Beyond Logarithmic Corrections to Cardy Formula

F. Loran, M. M. Sheikh-Jabbari, M. Vincon

Published 2010-10-18, updated 2011-01-31Version 3

As shown by Cardy modular invariance of the partition function of a given unitary non-singular 2d CFT with left and right central charges c_L and c_R, implies that the density of states in a microcanonical ensemble, at excitations Delta and Delta-bar and in the saddle point approximation, is \rho_0(\Delta,\bar\Delta;c_L, c_R)=c_L c_R \exp(2\pi\sqrt{{c_L\Delta}/{6}})\exp(2\pi\sqrt{{c_R\bar\Delta}/{6}}). In this paper, we extend Cardy's analysis and show that in the saddle point approximation and up to contributions which are exponentially suppressed compared to the leading Cardy's result, the density of states takes the form \rho(\Delta,\bar\Delta; c_L,c_R)= f(c_L\Delta) f(c_R\bar\Delta)\rho_0(\Delta,\bar\Delta; c_L, c_R), for a function f(x) which we specify.
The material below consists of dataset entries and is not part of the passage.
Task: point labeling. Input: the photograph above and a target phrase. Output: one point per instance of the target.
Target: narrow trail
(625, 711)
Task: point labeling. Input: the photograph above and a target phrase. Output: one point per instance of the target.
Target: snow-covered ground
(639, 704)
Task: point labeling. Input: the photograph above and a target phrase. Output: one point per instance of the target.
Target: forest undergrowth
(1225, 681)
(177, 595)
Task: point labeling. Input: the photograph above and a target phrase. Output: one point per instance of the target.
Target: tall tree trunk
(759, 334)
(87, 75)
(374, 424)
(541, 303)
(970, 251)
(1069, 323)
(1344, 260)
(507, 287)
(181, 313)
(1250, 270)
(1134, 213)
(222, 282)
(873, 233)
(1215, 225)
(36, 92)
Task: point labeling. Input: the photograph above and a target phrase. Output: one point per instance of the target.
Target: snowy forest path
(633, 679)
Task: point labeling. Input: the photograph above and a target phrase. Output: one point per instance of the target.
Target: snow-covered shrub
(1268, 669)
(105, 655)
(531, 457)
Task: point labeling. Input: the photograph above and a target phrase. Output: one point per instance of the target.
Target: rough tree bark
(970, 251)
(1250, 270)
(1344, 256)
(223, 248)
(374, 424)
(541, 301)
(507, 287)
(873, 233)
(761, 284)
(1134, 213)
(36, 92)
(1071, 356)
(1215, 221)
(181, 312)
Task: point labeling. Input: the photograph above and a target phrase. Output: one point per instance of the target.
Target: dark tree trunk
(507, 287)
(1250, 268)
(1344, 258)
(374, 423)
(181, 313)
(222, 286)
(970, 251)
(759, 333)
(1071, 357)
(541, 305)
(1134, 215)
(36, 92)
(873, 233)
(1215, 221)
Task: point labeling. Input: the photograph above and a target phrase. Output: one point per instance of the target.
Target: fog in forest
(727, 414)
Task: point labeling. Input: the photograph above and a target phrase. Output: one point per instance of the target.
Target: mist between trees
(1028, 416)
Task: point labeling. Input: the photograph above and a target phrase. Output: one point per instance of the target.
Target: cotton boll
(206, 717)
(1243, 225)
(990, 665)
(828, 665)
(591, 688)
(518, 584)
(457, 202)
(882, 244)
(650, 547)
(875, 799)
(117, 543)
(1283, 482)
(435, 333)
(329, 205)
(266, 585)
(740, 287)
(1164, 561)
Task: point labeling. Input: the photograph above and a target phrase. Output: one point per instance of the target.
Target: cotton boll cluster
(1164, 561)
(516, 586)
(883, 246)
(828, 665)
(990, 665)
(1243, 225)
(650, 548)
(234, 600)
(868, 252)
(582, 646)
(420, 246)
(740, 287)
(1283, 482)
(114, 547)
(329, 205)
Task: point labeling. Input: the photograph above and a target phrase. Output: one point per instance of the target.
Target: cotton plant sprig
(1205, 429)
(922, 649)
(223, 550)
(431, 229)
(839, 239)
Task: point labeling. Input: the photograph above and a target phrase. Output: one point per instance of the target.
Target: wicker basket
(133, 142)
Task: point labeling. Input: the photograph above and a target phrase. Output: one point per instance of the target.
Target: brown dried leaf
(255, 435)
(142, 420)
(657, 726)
In particular, we show that (i) \rho (\Delta,\bar\Delta; c_L, c_R) is the product of contributions of left and right movers and hence, to this approximation, the partition function of any modular invariant, non-singular unitary 2d CFT is holomorphically factorizable and (ii) \rho(\Delta,\bar\Delta; c_L, c_R)/(c_Lc_R) is only a function of $c_R\bar\Delta$ and $c_L\Delta$. In addition, treating \rho(\Delta,\bar\Delta; c_L, c_R) as the density of states of a microcanonical ensemble, we compute the entropy of the system in the canonical counterpart and show that the function f(x) is such that the canonical entropy, up to exponentially suppressed contributions, is simply given by the Cardy's result \ln\rho_0(\Delta,\bar\Delta; c_L, c_R).